LegalHalluLens belongs to a broader ecosystem of legal hallucination methods, but its contribution is distinctive. HalluDetect provides a multi-stage detection-and-mitigation framework for consumer-law chatbots, using retriever expansion, memory summarization, a hallucination analyzer, severity filtering, and architecture benchmarking (Anaokar et al., 15 Sep 2025). HalluGraph focuses on auditable structural alignment via knowledge graphs, decomposing fidelity into Entity Grounding and Relation Preservation and returning explicit missing_entities and unsupported_rels (Noël et al., 1 Dec 2025). HalluField detects hallucinations from output logits by measuring free-energy and entropy variation across temperature perturbations, without auxiliary neural networks or fine-tuning (Vu et al., 12 Sep 2025). HalluGuard formalizes a Hallucination Risk Bound that separates semantic bias from rollout instability and operationalizes the decomposition with an NTK-based score (Zeng et al., 26 Jan 2026). HalluLens contributes the benchmark taxonomy of extrinsic and intrinsic hallucinations and emphasizes dynamic test-set generation to reduce leakage (Bang et al., 24 Apr 2025).

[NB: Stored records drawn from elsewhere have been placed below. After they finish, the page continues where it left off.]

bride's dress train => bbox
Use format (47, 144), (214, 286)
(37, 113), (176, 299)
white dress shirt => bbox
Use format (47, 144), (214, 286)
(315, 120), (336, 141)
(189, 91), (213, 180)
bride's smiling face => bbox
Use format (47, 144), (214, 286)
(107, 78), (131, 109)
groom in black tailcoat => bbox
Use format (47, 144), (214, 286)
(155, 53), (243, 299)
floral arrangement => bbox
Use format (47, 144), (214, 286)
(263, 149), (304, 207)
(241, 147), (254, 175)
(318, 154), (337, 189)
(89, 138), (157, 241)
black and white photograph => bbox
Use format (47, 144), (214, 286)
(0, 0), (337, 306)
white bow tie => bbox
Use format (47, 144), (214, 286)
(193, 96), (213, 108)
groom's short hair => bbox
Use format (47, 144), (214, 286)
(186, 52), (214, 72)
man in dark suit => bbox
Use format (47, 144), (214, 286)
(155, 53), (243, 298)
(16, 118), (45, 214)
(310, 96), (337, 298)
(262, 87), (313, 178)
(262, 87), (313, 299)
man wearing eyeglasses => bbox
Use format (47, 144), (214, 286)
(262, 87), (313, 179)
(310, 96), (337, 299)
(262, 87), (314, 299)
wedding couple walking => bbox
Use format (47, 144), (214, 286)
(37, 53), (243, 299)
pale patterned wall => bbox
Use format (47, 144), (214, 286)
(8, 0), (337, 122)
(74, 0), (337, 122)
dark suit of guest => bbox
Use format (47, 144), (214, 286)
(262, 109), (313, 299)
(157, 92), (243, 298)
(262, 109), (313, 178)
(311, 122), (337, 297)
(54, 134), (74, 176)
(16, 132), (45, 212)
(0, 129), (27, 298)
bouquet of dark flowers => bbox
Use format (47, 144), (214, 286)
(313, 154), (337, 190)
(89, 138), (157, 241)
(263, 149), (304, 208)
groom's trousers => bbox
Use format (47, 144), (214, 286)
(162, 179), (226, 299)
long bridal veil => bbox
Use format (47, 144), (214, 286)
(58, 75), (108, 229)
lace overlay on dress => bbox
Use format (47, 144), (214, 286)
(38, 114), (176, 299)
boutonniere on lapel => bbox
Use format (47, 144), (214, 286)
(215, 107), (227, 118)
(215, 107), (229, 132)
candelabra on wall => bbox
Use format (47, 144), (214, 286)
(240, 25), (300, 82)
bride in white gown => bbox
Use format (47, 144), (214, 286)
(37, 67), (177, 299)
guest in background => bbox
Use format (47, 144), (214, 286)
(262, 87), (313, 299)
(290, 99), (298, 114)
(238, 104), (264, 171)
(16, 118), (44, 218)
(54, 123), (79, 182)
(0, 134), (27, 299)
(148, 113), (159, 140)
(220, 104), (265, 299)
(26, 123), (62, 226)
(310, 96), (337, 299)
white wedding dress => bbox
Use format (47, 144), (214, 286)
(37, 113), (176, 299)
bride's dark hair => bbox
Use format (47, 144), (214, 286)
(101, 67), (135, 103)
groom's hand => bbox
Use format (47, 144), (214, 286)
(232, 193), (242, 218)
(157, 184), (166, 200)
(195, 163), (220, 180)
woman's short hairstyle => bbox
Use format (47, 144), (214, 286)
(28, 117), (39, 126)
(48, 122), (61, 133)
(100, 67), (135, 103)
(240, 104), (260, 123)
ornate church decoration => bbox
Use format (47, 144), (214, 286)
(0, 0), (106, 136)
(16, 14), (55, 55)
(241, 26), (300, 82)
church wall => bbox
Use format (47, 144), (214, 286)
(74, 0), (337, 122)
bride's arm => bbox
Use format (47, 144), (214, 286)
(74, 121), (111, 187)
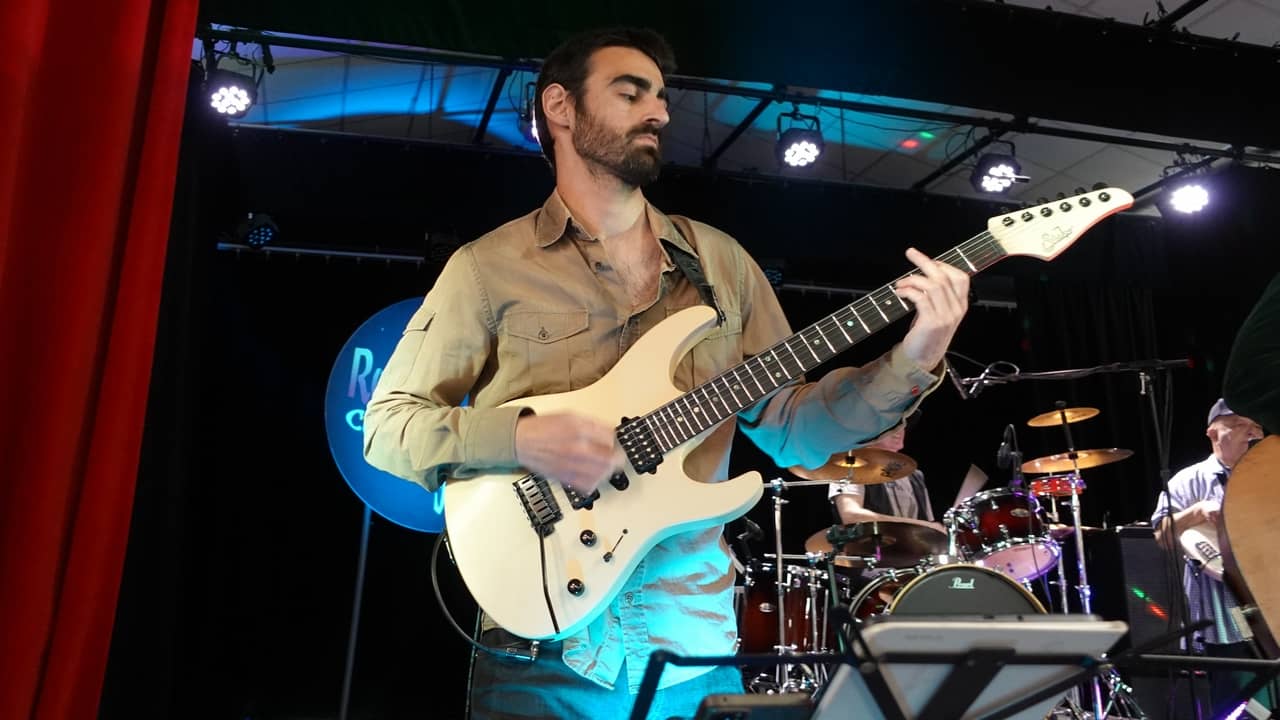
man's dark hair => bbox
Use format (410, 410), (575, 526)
(534, 27), (676, 169)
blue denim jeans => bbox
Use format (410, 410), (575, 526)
(471, 630), (742, 720)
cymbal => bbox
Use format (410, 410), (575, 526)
(804, 520), (947, 568)
(1023, 447), (1133, 473)
(787, 447), (915, 486)
(1028, 473), (1085, 497)
(1027, 407), (1098, 428)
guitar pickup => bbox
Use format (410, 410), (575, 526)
(511, 473), (564, 537)
(564, 487), (600, 510)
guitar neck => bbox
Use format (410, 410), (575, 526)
(631, 231), (1007, 454)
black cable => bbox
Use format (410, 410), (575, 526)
(431, 532), (538, 662)
(538, 533), (559, 635)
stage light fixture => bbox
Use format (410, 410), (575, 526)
(236, 213), (280, 247)
(969, 147), (1030, 192)
(777, 108), (824, 168)
(1169, 182), (1210, 214)
(205, 69), (257, 118)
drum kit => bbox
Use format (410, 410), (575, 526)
(739, 402), (1133, 702)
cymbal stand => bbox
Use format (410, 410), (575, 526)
(769, 478), (796, 693)
(1053, 400), (1105, 720)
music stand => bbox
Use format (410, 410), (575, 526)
(631, 615), (1129, 720)
(813, 615), (1129, 720)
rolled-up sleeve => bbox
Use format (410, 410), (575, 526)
(739, 249), (946, 468)
(365, 247), (521, 491)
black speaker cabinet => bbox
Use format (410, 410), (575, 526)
(1080, 525), (1210, 720)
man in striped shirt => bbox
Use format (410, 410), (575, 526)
(1151, 400), (1262, 717)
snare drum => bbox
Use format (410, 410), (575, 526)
(946, 488), (1061, 583)
(737, 562), (852, 653)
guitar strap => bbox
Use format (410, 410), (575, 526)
(662, 218), (724, 325)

LegalHalluLens does not replicate those formulations. Instead, it introduces typed legal auditing and a direction-aware mitigation layer. This suggests a division of labor in which scalar detectors and structural verifiers identify unsupported content, while LegalHalluLens determines how legally salient failure modes concentrate and how mitigation should be calibrated for those modes (Yadav et al., 16 Jun 2026).

The deployment guidance in the framework is correspondingly operational. For direction-aware procurement, typed profiles can be used to choose models according to which clause types matter most to a workflow, such as liability caps versus deadlines. For accountability and monitoring, the framework recommends remeasuring typed profiles and RDI on representative production documents and reporting per-type rates and RDI in audits instead of a single aggregate number. For agent design, it recommends calibrating Skeptic challenges to measured high-failure types, setting gate asymmetries according to observed FAR-versus-FRR imbalance, and combining human-in-the-loop review on high-risk clause types with automated debate for low-risk or high-volume clauses. In that sense, LegalHalluLens frames hallucination auditing as a governance and systems-design problem as much as a detection problem.